The two elevators in Coles Tower malfunctioned several times last weekend, leaving the tallest building on campus without fully operating elevators. For some students who live on the upper floors of the Tower or attend class in one of the two classrooms on the 16th floor, the issues were a major inconvenience. Both elevators were fully operational by Monday, and Facilities Management has taken steps to prevent future breakdowns.

 The first elevator, on the north side of the building, began making noises Saturday evening. The elevator contractor came and determined it could continue to operate. 
Later on in the weekend, the noise started again. The contractor returned, figured out the issue, and fixed the elevator on Sunday.

“The problem [was that] there was a set of noisy rollers in the elevator system,” said Ted Stam, director of facilities operation and maintenance. “It [was] a mechanical noise.”

While the north elevator’s issues lasted only a day, the south elevator had more pressing problems. Friday evening the elevator got stuck on the first floor with its doors open. The mechanic determined that the elevator was safe for use, so Facilities put it back into service that evening, according to Stam.
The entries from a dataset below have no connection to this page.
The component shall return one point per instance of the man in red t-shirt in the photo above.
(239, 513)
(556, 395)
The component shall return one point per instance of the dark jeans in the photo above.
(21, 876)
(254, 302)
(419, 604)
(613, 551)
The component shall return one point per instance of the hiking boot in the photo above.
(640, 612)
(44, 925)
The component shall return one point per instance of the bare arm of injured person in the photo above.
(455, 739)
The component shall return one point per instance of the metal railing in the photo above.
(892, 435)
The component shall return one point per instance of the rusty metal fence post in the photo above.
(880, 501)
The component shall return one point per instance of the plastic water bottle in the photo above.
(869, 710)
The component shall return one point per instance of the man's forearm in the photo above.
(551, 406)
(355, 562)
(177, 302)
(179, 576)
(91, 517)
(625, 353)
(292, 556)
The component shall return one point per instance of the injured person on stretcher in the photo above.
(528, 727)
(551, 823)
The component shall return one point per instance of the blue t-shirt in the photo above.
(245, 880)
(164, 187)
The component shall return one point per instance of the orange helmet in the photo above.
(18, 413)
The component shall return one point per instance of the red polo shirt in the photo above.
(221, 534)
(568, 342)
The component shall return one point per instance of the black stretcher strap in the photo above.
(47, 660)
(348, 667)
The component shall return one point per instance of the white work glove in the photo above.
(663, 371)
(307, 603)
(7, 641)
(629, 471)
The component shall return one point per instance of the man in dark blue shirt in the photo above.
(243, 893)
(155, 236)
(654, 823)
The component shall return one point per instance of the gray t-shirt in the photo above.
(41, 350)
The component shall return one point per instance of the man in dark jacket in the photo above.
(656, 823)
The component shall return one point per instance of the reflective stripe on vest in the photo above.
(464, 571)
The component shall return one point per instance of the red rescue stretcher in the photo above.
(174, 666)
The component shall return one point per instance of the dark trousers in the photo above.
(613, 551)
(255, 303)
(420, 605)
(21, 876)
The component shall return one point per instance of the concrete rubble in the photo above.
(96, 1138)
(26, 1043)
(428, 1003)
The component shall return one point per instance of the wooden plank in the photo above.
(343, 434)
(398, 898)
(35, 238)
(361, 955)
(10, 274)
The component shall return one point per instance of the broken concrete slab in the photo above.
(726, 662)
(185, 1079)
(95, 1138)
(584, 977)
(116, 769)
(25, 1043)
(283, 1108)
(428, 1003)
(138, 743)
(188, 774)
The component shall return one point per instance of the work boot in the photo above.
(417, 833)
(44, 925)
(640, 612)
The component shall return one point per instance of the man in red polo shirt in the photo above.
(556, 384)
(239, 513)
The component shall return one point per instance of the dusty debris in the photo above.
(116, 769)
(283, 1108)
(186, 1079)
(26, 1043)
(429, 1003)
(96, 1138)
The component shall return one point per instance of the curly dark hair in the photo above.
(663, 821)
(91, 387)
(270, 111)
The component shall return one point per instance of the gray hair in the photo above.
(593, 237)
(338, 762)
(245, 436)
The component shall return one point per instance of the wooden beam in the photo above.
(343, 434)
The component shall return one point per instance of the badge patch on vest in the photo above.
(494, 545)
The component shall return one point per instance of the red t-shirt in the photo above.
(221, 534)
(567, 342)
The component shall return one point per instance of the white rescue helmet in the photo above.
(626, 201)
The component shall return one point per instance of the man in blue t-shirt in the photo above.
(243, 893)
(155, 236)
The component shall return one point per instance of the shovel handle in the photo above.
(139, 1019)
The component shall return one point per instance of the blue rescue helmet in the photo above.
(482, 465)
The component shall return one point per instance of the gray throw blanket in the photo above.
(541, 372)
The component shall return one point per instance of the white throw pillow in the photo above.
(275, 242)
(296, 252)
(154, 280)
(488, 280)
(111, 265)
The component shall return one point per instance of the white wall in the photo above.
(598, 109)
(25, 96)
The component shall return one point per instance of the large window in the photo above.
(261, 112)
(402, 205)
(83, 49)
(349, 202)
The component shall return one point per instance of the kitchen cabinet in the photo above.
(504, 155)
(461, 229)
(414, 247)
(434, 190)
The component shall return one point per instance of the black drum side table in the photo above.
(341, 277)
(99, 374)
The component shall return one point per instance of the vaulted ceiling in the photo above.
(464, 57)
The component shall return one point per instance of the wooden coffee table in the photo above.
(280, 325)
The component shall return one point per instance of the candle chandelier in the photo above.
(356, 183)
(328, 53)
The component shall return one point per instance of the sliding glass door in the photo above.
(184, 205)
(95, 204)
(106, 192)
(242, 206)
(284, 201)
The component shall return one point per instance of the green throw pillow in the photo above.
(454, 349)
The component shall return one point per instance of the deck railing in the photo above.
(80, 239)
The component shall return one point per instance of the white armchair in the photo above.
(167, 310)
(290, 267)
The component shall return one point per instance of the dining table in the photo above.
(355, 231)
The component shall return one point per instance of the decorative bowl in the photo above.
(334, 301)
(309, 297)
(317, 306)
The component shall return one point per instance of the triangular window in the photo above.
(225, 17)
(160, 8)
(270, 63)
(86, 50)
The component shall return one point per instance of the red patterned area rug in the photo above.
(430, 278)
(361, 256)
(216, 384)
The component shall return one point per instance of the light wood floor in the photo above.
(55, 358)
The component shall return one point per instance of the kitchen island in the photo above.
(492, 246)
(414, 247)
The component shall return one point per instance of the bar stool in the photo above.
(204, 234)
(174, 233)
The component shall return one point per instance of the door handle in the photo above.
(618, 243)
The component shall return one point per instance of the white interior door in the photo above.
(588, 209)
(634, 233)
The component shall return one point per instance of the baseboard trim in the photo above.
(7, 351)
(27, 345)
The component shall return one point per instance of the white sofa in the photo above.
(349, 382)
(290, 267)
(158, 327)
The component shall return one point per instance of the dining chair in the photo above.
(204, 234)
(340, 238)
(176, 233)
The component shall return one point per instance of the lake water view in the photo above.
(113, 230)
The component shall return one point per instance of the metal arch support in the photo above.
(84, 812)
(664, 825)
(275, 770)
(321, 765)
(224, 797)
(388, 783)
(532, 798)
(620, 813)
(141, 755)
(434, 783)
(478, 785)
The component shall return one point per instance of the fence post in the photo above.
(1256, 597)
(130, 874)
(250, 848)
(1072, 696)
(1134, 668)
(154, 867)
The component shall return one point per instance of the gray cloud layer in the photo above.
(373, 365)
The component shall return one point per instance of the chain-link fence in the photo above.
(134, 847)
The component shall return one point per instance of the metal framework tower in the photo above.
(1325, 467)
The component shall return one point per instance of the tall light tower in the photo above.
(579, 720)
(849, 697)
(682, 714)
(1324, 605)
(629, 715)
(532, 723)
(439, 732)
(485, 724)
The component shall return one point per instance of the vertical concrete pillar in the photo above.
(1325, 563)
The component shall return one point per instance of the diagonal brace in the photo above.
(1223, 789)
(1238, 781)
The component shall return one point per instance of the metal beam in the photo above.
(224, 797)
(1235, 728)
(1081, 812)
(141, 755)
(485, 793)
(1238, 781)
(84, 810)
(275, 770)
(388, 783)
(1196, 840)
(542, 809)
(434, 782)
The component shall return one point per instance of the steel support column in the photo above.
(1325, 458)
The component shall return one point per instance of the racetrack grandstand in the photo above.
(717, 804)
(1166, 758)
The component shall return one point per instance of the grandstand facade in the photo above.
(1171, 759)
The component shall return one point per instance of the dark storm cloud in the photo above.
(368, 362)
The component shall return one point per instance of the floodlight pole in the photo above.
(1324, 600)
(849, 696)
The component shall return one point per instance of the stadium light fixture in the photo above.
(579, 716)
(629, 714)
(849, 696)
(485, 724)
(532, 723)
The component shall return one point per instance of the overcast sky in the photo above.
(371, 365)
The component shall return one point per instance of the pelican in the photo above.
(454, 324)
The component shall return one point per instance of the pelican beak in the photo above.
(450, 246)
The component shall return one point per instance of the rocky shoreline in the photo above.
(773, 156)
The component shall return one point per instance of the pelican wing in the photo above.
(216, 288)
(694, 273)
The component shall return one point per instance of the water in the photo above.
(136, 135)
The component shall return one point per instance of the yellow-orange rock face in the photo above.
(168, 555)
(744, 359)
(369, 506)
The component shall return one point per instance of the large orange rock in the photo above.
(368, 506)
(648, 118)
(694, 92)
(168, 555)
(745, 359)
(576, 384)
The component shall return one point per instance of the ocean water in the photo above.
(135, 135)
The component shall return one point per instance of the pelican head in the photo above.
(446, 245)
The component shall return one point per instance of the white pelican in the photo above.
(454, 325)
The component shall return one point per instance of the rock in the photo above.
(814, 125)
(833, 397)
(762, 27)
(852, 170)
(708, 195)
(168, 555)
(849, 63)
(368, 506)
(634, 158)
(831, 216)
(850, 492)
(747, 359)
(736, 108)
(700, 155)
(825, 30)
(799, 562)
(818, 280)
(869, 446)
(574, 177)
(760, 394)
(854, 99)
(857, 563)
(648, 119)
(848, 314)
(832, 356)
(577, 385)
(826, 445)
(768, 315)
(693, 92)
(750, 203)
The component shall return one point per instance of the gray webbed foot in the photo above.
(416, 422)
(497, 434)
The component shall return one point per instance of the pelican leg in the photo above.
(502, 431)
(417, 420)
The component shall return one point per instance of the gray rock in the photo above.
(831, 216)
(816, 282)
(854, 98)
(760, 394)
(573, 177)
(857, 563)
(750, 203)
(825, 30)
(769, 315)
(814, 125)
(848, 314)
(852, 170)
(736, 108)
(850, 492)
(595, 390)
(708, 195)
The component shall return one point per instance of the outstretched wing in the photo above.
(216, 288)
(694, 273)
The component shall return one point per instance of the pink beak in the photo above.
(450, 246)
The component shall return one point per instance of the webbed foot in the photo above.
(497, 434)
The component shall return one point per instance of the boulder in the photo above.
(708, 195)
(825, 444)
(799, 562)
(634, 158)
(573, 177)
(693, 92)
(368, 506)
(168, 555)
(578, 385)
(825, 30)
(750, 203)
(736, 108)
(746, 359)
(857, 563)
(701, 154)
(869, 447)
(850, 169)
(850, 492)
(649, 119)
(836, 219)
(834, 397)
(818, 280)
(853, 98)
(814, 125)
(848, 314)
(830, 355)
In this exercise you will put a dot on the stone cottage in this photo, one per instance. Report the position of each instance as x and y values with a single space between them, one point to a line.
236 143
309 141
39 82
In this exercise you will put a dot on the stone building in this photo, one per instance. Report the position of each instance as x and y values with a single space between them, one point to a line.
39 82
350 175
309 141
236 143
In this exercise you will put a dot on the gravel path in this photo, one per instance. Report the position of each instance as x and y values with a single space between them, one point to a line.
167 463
However, on Sunday morning, it began malfunctioning yet again. 

A mechanic replaced parts on Monday morning and by Monday afternoon, the elevator was back in full use.

 “What we had was two elevators experiencing problems of two very different natures at the same time,” Stam said.

Stam added that the double breakdown may have been the culmination of a number of smaller issues with the two elevators. The elevators had been experiencing some problems leading into the weekend.
Last week, only one of the elevators was working.

Alex N’Diaye ’15, who lives on the 15th floor, said that elevator service was also slowed down because maintenance was frequently working on the elevators. The limited access to elevators was particularly inconvenient for her.  

“It’s a hike up to the 15th floor,” she said. “It makes me not want to go back to the Tower. I pack for six hours a day, and then don’t come back.”

The malfunctioning elevator also inconvenienced students whose classes meet in the seminar rooms on the 16th floor.
Corinne Alini ’18, whose first- year seminar meets on the 16th floor, said she and her classmates had to compromise over who got to take the one working elevator.

“When we all get out of class we had to decide who has priority over the elevator because it was going to take a long time for the [one] elevator to go down then back up,” Alini said.

N’Diaye understood the delay, but said she wished the elevators were fully operational sooner. 

“Obviously when something happens you want it to be an immediate fix, but it took a bit longer than expected,” N’Diaye said. 

The elevators’ interiors were renovated this summer as part of a four-year renovation to Coles Tower.

“We went to talk to our elevator company and asked what we should be doing to the elevators [in order to] prolong the life and make them operate better for the foreseeable future,” Stam said. “There were a number of things they suggested to us, all of which we did.”

One of these suggestions was these “facelifts” to the elevator cab interiors, a project that has since been completed and was not related to the recent malfunction.

After this weekend, Facilities looked at how it could improve the mechanics of the elevators. The north elevator has many sets of the noisy rollers, so Facilities ordered new ones to prevent further noise issues. The rollers will be replaced soon.

“There’s a little bit more work that has to be made,” Stam said. “We’re being proactive.”